June 22nd birthday, go to Freeman ER in Joplin, MO because pretty sure Via Christi is trying to kill me. Admitted into the hospital due to brain lesions. Only do MRI because I told them my migraine keeps flipping sides, which I said at the other ER as well. They say it could be MS, could be from taking birth control, could be nothing. During my stay spinal tap, another MRI on neck and upper back, draw lots and lots of blood. Released on the 25th.
July 5th Doctor appointment for followup. Still can’t walk by myself, blacking out, falling down, losing feeling in my arms and legs. Still can’t see. Hearing things now. Actually got to see my regular primary care. He is very concerned and trying to figure it out.
July 14th EEG test, negative.
July 26th MRI with and without contrast. Same crew from when I was there last. Takes 10 times to start an IV, hard stick. Blow both hands veins.
August 2nd First appointment with Neurologist. After introducing himself, tells me I have full blown MS. And tells me and my mother to get busy doing research on medicine and also MS in general.
August 3rd get IV PICC. Start steroids. Later that night, have first seizure. Simon alerts me to it and continues to do so with Malcolm with every seizure since then.
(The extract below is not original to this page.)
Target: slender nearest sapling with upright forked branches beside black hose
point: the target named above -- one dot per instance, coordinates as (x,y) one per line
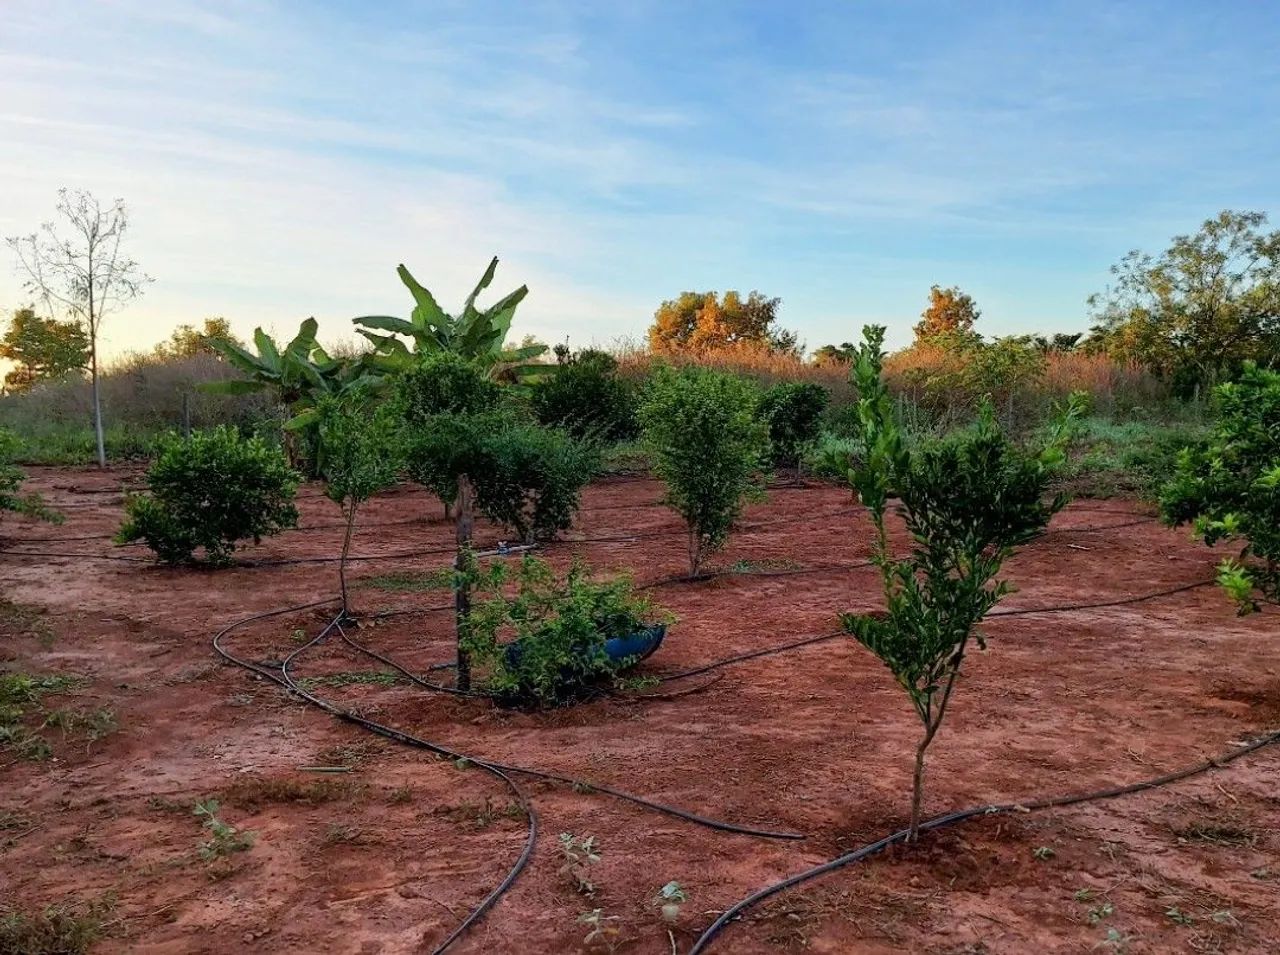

August 9th Another EEG, one with the light. Redoing another one because of the seizures. And it is negative. Talking about doing a sleep one in my home.
August 10th Go back to primary care, tell my doctor I have MS. And he tells me more than the neurologist really did.
September 4th started taking Avonex. Had the horrible flu symptoms. But hardly have tremors now.
This has been my medical nightmare. Hoping that it is gets better and so much more happened. But this is the bones of it. Glad that they put me on Cymbalta, being depressed, somewhat blind, can’t walk etc is not a good combination.